No one can deny that many patients can now suppress their HIV with effective antiretrovirals (ARVs) that cause fewer side effects. However, a vulnerable and often forgotten minority of people are still struggling with multi-drug resistant HIV (MDR-HIV) while they anxiously wait for access to lifesaving ARVs that would finally control their viral replication. Although some of these patients may have developed resistant HIV due to lack of adherence or other issues, many of them have been strictly following their doctors' orders for years.
They're often veterans of drug development research who have accumulated HIV resistance as they repeatedly joined ARV studies or traditional expanded access programs of a single new drug out of desperation to control their HIV viral load. As they signed up for studies that helped companies get their drugs approved by the FDA (U.S. Food and Drug Administration), many of these patients were exposed to suboptimal HIV regimens (namely, functional monotherapy or the addition of a single new active ARV to a failing HIV regimen).

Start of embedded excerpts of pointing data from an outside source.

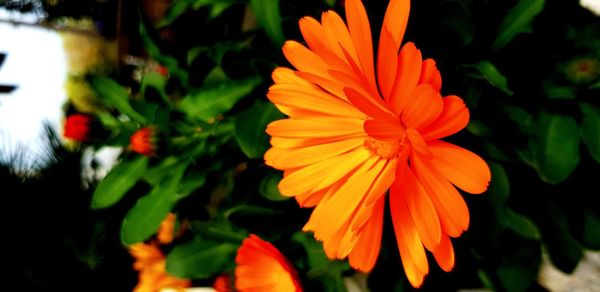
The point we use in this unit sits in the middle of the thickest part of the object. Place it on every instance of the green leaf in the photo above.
(590, 129)
(268, 187)
(113, 94)
(488, 71)
(522, 225)
(555, 145)
(518, 20)
(268, 16)
(143, 220)
(200, 259)
(217, 99)
(120, 179)
(250, 128)
(565, 252)
(556, 91)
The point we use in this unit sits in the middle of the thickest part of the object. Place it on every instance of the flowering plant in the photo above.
(363, 137)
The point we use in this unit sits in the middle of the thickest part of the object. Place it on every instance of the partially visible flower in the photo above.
(144, 141)
(261, 267)
(78, 127)
(151, 263)
(166, 230)
(223, 283)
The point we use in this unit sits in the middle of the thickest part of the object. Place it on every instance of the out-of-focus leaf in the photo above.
(155, 174)
(518, 20)
(120, 179)
(143, 219)
(166, 60)
(269, 17)
(499, 189)
(487, 70)
(555, 145)
(590, 129)
(247, 210)
(522, 225)
(200, 259)
(250, 128)
(268, 187)
(555, 91)
(565, 252)
(211, 101)
(114, 95)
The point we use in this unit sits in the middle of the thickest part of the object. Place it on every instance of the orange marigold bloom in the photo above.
(78, 127)
(151, 264)
(143, 141)
(261, 267)
(357, 129)
(166, 230)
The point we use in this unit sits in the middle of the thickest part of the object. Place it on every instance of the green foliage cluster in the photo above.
(529, 71)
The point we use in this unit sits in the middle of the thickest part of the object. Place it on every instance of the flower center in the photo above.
(385, 149)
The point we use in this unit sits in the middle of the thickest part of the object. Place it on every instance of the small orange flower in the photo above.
(151, 263)
(143, 141)
(223, 283)
(78, 127)
(358, 128)
(261, 267)
(166, 230)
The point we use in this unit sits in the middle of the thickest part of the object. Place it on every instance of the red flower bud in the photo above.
(143, 141)
(78, 127)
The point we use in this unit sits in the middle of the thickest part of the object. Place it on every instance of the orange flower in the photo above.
(223, 283)
(261, 267)
(166, 230)
(358, 129)
(151, 264)
(78, 127)
(143, 141)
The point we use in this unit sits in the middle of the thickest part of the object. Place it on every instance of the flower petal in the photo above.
(453, 118)
(444, 253)
(411, 249)
(431, 75)
(407, 75)
(460, 166)
(322, 174)
(360, 31)
(422, 210)
(292, 158)
(451, 207)
(365, 252)
(316, 127)
(424, 106)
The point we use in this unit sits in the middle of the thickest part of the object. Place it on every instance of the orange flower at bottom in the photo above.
(151, 264)
(261, 267)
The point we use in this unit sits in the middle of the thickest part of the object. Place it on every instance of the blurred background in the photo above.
(529, 70)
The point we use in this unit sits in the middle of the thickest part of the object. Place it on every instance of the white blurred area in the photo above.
(35, 62)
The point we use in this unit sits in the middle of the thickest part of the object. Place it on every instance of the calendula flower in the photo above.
(358, 128)
(166, 230)
(261, 267)
(223, 283)
(78, 127)
(143, 141)
(151, 263)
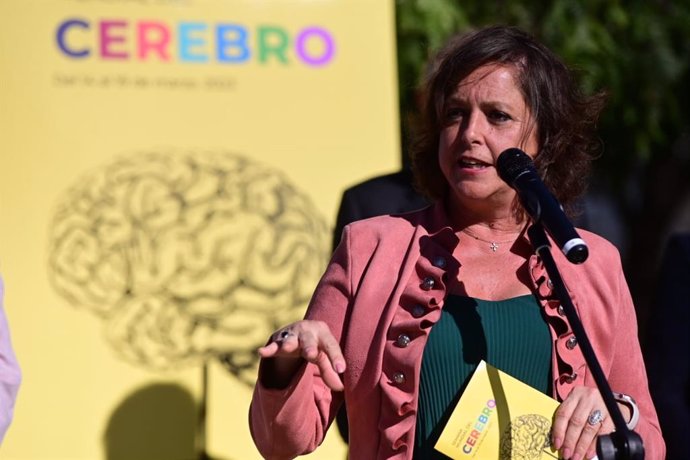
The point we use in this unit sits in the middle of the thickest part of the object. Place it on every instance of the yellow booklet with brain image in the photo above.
(499, 417)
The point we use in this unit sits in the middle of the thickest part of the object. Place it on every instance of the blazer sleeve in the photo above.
(293, 421)
(628, 374)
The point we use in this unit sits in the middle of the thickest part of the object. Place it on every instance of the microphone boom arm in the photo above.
(622, 444)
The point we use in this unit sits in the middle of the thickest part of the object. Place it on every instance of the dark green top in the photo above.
(511, 335)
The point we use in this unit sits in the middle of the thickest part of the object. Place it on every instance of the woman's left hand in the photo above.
(576, 424)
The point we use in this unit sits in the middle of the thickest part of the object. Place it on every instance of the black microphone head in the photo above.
(512, 163)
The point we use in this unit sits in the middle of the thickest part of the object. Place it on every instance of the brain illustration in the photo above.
(187, 257)
(526, 437)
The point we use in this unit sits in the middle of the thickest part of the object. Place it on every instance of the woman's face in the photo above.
(485, 116)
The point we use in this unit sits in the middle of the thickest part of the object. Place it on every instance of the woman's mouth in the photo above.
(472, 163)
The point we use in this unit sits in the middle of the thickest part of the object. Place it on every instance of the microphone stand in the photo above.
(622, 444)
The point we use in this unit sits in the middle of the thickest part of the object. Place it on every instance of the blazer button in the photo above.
(569, 378)
(403, 340)
(571, 343)
(399, 378)
(418, 311)
(428, 283)
(439, 262)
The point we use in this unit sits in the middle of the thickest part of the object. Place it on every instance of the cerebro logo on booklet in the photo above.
(499, 417)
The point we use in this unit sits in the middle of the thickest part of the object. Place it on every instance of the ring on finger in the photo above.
(283, 335)
(595, 418)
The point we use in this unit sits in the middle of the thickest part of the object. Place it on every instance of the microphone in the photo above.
(515, 167)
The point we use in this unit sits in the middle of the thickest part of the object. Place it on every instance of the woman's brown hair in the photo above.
(565, 117)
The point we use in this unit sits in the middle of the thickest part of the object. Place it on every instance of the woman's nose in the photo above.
(472, 129)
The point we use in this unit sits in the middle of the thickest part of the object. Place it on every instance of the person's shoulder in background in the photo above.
(387, 194)
(667, 346)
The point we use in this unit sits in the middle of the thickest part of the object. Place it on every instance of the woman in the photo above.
(409, 304)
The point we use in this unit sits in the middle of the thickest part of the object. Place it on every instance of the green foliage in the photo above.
(637, 51)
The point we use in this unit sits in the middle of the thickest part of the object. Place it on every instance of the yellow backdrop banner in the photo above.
(169, 180)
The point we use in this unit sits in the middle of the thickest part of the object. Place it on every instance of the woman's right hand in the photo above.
(303, 340)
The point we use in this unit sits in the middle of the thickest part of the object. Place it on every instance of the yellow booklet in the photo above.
(499, 417)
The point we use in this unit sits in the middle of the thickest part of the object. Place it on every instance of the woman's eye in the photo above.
(453, 114)
(499, 116)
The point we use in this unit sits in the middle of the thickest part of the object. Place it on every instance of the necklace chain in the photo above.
(493, 245)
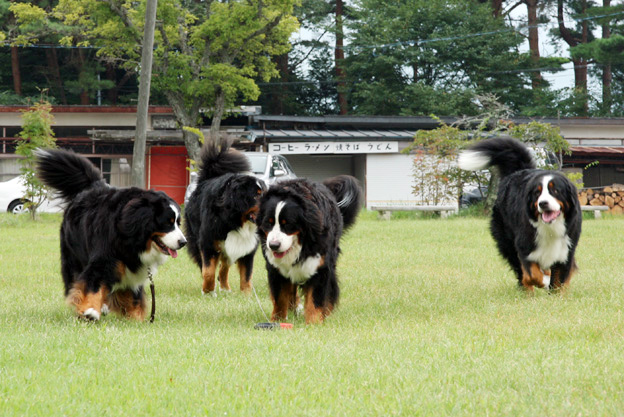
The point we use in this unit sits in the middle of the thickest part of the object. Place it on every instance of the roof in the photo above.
(281, 135)
(597, 150)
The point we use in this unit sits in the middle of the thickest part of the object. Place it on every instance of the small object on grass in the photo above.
(272, 326)
(151, 278)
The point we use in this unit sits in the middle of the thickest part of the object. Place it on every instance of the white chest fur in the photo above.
(552, 243)
(240, 242)
(151, 259)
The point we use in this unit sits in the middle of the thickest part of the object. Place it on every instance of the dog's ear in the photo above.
(569, 193)
(136, 216)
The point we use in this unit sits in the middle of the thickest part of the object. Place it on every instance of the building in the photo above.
(367, 147)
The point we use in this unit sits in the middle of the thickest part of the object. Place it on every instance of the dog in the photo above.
(300, 224)
(112, 239)
(220, 217)
(536, 219)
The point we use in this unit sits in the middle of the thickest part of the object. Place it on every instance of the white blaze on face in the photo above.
(174, 239)
(545, 199)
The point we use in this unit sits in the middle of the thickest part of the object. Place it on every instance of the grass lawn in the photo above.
(430, 323)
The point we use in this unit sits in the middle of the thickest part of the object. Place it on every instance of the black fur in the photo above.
(515, 216)
(225, 200)
(104, 232)
(312, 217)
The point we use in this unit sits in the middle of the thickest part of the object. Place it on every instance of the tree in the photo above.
(417, 57)
(436, 175)
(207, 54)
(36, 134)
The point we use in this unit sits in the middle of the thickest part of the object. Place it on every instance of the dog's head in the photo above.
(239, 199)
(550, 194)
(153, 219)
(286, 218)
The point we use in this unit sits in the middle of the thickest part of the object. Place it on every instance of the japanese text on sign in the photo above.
(334, 147)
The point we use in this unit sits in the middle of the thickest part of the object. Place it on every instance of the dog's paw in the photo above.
(212, 294)
(91, 314)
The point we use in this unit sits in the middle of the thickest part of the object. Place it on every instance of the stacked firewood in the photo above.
(610, 196)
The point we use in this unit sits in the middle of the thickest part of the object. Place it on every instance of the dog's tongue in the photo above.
(550, 216)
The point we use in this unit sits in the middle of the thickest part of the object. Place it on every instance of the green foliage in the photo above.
(418, 57)
(36, 133)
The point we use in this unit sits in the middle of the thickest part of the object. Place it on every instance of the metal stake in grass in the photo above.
(151, 278)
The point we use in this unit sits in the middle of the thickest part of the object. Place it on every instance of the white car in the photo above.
(11, 198)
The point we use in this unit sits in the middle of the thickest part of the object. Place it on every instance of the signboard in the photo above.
(334, 147)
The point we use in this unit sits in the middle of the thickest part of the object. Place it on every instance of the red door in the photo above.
(167, 171)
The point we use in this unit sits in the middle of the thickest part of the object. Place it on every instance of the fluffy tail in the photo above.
(509, 155)
(216, 161)
(67, 172)
(348, 195)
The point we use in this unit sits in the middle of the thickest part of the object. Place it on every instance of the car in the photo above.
(268, 167)
(472, 196)
(12, 198)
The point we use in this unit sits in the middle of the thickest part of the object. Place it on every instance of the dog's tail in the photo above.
(67, 172)
(348, 194)
(509, 155)
(216, 161)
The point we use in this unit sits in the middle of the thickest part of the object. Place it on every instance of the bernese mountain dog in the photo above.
(536, 219)
(220, 217)
(112, 239)
(300, 225)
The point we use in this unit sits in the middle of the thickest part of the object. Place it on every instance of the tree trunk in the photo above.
(607, 76)
(17, 77)
(534, 42)
(339, 58)
(185, 117)
(147, 53)
(84, 94)
(277, 98)
(219, 111)
(53, 67)
(580, 65)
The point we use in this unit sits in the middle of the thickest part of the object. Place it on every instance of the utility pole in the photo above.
(147, 53)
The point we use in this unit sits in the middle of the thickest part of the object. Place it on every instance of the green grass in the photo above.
(430, 323)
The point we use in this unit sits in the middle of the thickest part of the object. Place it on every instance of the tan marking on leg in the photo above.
(124, 303)
(280, 306)
(533, 277)
(82, 299)
(245, 283)
(208, 274)
(312, 313)
(224, 272)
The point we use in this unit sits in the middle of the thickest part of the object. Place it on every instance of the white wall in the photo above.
(389, 180)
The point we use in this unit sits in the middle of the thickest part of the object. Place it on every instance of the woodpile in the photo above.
(610, 196)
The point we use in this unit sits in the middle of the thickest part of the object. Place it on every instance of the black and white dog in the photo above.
(536, 219)
(111, 238)
(220, 217)
(300, 226)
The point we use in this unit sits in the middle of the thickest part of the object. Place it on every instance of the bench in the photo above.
(386, 211)
(596, 210)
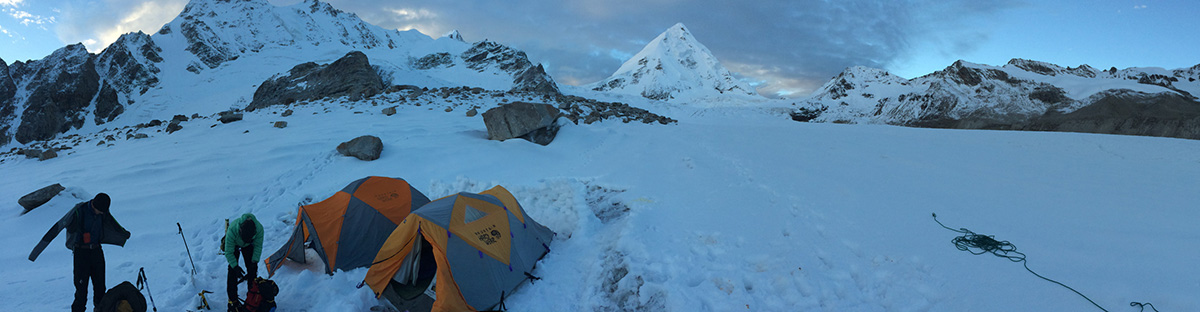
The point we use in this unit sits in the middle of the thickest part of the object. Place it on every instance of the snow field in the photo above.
(723, 211)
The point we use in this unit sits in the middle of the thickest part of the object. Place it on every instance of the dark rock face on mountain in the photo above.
(64, 84)
(219, 31)
(130, 64)
(1021, 95)
(1123, 112)
(535, 79)
(433, 60)
(490, 54)
(107, 106)
(60, 89)
(349, 76)
(7, 106)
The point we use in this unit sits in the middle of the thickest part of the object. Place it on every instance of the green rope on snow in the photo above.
(977, 244)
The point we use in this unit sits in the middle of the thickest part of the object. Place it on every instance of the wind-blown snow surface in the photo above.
(727, 210)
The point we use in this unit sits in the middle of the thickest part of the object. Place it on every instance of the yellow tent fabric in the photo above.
(481, 249)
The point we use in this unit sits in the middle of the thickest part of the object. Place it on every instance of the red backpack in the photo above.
(261, 295)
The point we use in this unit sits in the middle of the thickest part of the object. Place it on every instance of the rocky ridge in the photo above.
(1021, 95)
(349, 76)
(675, 65)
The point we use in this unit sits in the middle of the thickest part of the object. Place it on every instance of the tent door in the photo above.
(415, 277)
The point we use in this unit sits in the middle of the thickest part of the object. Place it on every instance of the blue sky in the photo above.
(785, 47)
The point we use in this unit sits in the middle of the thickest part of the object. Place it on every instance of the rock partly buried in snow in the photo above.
(229, 117)
(517, 119)
(39, 197)
(349, 76)
(173, 126)
(366, 148)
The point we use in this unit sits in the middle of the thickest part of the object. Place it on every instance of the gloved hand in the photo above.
(239, 274)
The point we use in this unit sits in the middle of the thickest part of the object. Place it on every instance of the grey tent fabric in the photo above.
(355, 221)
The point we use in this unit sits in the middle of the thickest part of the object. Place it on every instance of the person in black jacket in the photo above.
(88, 226)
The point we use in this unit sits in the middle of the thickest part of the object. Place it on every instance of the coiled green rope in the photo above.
(977, 244)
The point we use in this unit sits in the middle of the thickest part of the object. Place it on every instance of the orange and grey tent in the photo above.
(462, 252)
(347, 228)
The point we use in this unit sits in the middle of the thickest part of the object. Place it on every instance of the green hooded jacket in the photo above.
(233, 240)
(114, 234)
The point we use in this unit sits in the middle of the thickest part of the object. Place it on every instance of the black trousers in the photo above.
(89, 264)
(251, 270)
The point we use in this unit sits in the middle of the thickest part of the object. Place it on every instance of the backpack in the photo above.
(124, 297)
(261, 295)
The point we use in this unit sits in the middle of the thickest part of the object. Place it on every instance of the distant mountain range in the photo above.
(673, 66)
(217, 54)
(1020, 95)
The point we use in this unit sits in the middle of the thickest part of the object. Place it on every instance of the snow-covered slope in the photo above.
(745, 211)
(675, 67)
(216, 53)
(1011, 94)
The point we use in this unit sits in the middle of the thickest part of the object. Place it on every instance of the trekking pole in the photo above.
(204, 301)
(143, 282)
(185, 247)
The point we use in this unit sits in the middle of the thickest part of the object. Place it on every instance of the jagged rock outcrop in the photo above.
(61, 85)
(349, 76)
(454, 35)
(433, 60)
(1021, 95)
(1053, 70)
(129, 64)
(219, 31)
(1125, 112)
(7, 102)
(673, 65)
(486, 54)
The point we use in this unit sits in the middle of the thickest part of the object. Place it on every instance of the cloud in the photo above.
(792, 47)
(96, 31)
(27, 18)
(786, 47)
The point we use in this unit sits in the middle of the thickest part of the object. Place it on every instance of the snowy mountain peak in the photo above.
(675, 66)
(1048, 69)
(217, 31)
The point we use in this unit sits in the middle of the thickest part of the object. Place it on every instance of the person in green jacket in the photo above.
(88, 225)
(244, 238)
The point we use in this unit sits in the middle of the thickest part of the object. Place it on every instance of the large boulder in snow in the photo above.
(366, 148)
(519, 119)
(40, 197)
(349, 76)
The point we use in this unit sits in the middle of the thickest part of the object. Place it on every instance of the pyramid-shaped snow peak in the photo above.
(675, 67)
(221, 30)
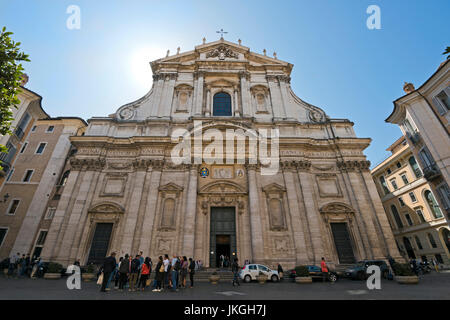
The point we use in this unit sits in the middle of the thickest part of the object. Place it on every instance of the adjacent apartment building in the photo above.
(423, 116)
(35, 176)
(418, 223)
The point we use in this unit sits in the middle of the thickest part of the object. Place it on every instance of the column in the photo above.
(312, 212)
(150, 209)
(275, 95)
(245, 101)
(255, 217)
(198, 93)
(296, 219)
(190, 213)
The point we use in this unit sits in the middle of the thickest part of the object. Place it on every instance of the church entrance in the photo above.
(100, 243)
(343, 243)
(223, 235)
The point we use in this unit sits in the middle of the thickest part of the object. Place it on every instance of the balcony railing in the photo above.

Currently, the U.S. Department of Health and Human Services (DHHS) adult HIV treatment guidelines recommend three ARVs be given in combination to suppress HIV. But many patients have HIV that has mutated rendering their virus multi-drug resistant. Those with MDR-HIV cannot construct a viable HIV suppressive regimen with current FDA-approved and commercially available ARVs.
A new HIV medication called Ibalizumab may be approved this year for patients with limited treatment options. It has a completely new mode of action, so most patients should respond to it when using it with at least one other active agent. It is different from the entry inhibitor maraviroc (Selzentry, Celsentri) in that it blocks the CD4 receptor on T cells rather than blocking the CCR5 co-receptor. This means it could be effective against virus that uses either the CCR5 or CXCR4 co-receptor. It is a genetically engineered monoclonal antibody administered once every two weeks intravenously.
In the manufacturer's website (Taimed Bilogics), the drug is described as : "TMB-355(Ibalizumab) is a humanized monoclonal antibody (mAb) and a member of an emerging class of HIV therapies known as viral-entry inhibitors. This drug candidate is distinct from other entry inhibitors in that it binds to the CD4 molecule, the primary receptor for HIV infection, thereby interfering with the penetration of the virus into the cell. It is the first entry-blocking humanized mAb to treat HIV/AIDS. TMB-355 caught the attention of the scientific community in February 2003, when results from the phase-1, single-dose, intravenous infusion (i.v.) clinical trial showed a transient but clinically significant reduction in the patients' viral load. Moreover, it was well tolerated with no evidence of adverse effects on CD4 T-cells of treated subjects unlike the majority of approved drugs for HIV. U.S. FDA granted TMB-355 fast track status in October 2003. The phase-2a clinical trial was successfully completed in 2006, with the results showing a clean safety profile and clear antiviral activity (10-fold reduction in viral load). The Phase-2b clinical trial was also successfully completed in 2011, with the confirmation of a good safety profile and strong antiviral activity in HIV patients with multidrug resistance (MDR). U.S. FDA granted orphan drug designation of TMB-355 for HIV patients with multidrug resistance in 2014. Moreover, TaiMed received breakthrough therapy designation from the U.S. FDA for TMB-355 in 2015, which provides the privilege for a rolling biologics license application (BLA) submission. A pivotal phase-3, single-arm clinical trial with patient number of 40 had completed in October, 2016. The clinical trial results, along with other available CMC, pre-clinical, and clinical data, will be submitted as BLA package in 2016 under rolling review. TaiMed Biologics also developed a subcutaneous injection (s.c.) dosage form and the phase-1 human pharmacokinetics bridging study was completed in 2012. Currently, TMB is also developing an intramuscular injection (i.m.) dosage form and a phase-1/2 study for HIV-negative and naive HIV-positive subjects had completed in 2016.” Source
The manufacturer of this biologics product is now providing free access of this treatment option via their expanded program.
Talk to your doctor about this option if you have been told that your virus has resistance to nucleosides, non-nucleosides and protease inhibitors. Remember: This product needs to be used with at least one more active drug to which your virus has not developed resistance. Failure to do so will result in resistance to ibalizumab.